Many governments around the world introduced large-scale fiscal stimulus programs to protect the labor market and to prevent bankruptcies after the COVID-19 pandemic, primarily to support health care and employment, all of which have led to borrowing.
Low interest rates played a significant role in government borrowing, especially for developed countries where increased spending on health care and pensions for senior citizens put pressure on budgets, which resulted in more borrowing to cover for these costs.
The Russia-Ukraine war also put upward pressure on global energy prices, with many countries intensifying subsidies to avoid passing on the energy costs to citizens.
In the wake of these developments, global public debt, which stood at $74 trillion in 2019 before the pandemic, went up by 32.8% in 2023 compared to the 2019 level and increased by 5.4% year-on-year, reaching $97 trillion as of November, according to IMF data.
- US debt makes up 32% of global public debt
The US government passed large-scale spending bills to combat the pandemic, which also caused its economy to slow down, and the Russia-Ukraine war was another factor that had a negative impact on US public debt.
The war also caused changes in the global energy equation and led to significant increases in oil and natural gas prices, resulting in higher inflation.
Given these events, the US stands out as the country with the highest debt worldwide, with its public debt reaching $33 trillion in 2023, up by 10% compared to last year and accounting for 32% of global public debt.
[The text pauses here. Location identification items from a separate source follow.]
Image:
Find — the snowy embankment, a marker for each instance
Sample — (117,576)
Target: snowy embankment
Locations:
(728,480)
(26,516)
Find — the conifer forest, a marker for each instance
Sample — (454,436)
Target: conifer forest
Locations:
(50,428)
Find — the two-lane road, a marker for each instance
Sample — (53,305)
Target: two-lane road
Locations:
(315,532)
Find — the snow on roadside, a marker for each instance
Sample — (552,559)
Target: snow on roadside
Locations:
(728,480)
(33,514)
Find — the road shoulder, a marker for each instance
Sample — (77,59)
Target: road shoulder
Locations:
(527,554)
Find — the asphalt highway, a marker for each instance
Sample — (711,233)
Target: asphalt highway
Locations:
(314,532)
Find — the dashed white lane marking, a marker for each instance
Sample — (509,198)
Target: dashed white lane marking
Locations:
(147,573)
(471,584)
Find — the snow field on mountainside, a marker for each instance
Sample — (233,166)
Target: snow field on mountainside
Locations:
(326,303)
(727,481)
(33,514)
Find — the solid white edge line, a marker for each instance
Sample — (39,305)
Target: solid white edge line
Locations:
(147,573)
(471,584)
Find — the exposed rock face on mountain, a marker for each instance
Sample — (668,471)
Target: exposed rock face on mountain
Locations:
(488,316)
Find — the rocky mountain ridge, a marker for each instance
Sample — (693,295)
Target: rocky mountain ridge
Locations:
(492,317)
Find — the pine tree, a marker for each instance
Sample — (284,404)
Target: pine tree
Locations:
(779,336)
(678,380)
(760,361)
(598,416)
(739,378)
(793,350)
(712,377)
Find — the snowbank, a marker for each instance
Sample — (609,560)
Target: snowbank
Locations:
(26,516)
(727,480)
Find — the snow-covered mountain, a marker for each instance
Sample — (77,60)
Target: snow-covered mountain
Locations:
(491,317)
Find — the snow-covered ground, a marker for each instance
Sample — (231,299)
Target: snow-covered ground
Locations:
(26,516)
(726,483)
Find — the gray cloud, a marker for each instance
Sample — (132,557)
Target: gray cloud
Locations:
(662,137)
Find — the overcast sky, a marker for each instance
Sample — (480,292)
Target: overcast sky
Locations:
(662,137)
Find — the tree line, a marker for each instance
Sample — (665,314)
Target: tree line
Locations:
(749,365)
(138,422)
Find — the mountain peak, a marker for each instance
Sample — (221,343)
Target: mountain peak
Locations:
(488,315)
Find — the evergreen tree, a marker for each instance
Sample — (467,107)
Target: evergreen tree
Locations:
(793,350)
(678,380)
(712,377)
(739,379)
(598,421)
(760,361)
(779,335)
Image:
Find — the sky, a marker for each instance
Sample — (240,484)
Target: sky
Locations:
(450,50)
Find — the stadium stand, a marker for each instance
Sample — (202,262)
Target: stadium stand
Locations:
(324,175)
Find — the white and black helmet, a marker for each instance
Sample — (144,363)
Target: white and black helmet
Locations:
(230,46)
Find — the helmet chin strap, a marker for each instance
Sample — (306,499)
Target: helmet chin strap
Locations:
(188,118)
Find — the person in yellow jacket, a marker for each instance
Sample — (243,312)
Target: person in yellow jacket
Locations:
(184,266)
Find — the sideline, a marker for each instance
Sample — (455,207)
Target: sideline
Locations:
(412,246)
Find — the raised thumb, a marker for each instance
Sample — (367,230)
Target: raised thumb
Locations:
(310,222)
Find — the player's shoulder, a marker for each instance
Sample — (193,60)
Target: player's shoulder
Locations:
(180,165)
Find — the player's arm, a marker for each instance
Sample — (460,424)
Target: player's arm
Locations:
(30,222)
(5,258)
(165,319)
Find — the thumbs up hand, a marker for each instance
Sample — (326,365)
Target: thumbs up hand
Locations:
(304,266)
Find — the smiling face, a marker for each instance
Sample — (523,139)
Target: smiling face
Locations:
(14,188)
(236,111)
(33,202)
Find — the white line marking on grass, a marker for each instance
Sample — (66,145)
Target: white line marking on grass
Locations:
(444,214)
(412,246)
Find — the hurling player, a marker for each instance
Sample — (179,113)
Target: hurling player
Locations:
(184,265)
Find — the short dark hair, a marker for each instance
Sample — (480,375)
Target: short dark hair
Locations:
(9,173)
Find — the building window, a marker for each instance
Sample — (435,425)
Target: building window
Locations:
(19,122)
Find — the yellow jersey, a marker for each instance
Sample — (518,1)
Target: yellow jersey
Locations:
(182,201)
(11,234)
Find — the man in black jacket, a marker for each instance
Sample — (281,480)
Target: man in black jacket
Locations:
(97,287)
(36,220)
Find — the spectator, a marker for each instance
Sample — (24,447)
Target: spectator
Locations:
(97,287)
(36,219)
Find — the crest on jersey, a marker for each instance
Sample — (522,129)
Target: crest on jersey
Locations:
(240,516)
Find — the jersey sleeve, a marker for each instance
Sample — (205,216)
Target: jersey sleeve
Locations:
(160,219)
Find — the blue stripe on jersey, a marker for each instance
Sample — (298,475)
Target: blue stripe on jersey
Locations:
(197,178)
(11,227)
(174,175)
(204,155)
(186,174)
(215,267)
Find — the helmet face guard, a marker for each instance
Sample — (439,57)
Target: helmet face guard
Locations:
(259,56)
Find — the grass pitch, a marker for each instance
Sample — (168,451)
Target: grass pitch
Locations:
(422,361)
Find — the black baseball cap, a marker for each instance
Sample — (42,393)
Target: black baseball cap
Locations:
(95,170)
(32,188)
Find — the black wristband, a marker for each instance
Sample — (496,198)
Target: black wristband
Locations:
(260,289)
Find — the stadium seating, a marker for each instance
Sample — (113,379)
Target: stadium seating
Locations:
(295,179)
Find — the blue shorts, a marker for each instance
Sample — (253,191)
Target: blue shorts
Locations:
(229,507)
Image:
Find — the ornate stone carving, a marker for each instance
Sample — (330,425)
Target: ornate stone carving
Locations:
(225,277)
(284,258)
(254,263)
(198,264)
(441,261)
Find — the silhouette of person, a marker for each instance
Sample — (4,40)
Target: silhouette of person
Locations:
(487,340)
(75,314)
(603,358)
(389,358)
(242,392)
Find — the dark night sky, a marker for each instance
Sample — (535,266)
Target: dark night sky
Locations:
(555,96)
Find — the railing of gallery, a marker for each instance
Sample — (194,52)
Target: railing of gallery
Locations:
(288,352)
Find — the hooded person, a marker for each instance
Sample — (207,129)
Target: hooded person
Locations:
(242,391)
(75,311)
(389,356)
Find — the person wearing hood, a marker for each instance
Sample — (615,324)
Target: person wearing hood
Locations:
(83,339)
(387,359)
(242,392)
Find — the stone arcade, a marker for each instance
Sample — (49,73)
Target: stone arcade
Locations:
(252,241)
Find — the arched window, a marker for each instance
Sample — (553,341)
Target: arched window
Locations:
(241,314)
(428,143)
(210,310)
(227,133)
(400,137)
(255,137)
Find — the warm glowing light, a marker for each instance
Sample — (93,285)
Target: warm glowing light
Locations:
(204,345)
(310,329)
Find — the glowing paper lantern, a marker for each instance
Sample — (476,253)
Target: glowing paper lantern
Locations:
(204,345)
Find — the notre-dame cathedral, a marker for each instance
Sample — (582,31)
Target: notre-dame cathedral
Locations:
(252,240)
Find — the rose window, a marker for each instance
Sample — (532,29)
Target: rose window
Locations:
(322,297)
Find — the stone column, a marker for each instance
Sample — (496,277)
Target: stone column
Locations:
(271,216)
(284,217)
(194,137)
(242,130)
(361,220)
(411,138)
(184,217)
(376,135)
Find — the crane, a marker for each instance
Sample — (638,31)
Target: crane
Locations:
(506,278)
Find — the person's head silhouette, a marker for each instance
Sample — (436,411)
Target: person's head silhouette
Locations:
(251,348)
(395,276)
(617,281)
Michael Peterson, executive director of the Peter G. Peterson Foundation, an institution that addresses long-term fiscal challenges in the US, spoke on the issue in a press release on Sept. 18, saying: “As lawmakers drift from one short-term fiscal crisis to the next, our national debt just keeps piling up, trillion after trillion.
“Instead of partisan fights that don’t address our true fiscal problems, Americans want policymakers to focus on the underlying issue of the debt itself.”
- Japan's public debt to GDP ratio at 255%
The Chinese government has been spending heavily on infrastructure and socio-economic programs, which increased its borrowing in recent years as the Bank of China kept its interest rates low to stimulate the economy.
Despite steady growth in the Chinese economy and an increase in tax revenues, the country’s public debt is still considered to be at a manageable level.
In view of these developments, China is the second most indebted country after the US, with public debt reaching $17.2 trillion as of October 2023.
As for Japan, its aging population, the rising costs of sustaining them and a decline in the young taxpaying population are cited as the main reasons for the country’s high public debt to GDP ratio.
Japan ranks behind the US and China with a public debt of $11 trillion, while its debt to gross domestic product (GDP) ratio is 255%, making it the clear leader in this regard.
- BM calls for reform of international financial architecture
As global public debt rises rapidly, a July 12 report published by the United Nations warned about this increase.
The report said that “3.3 billion people now live in countries where debt interest payments are greater than expenditure on health or education.”
Calling for “comprehensive reform” of the international financial architecture, it added that “it is alarming that some governments are compelled to spend more on servicing debt than on critical sectors like health and education.”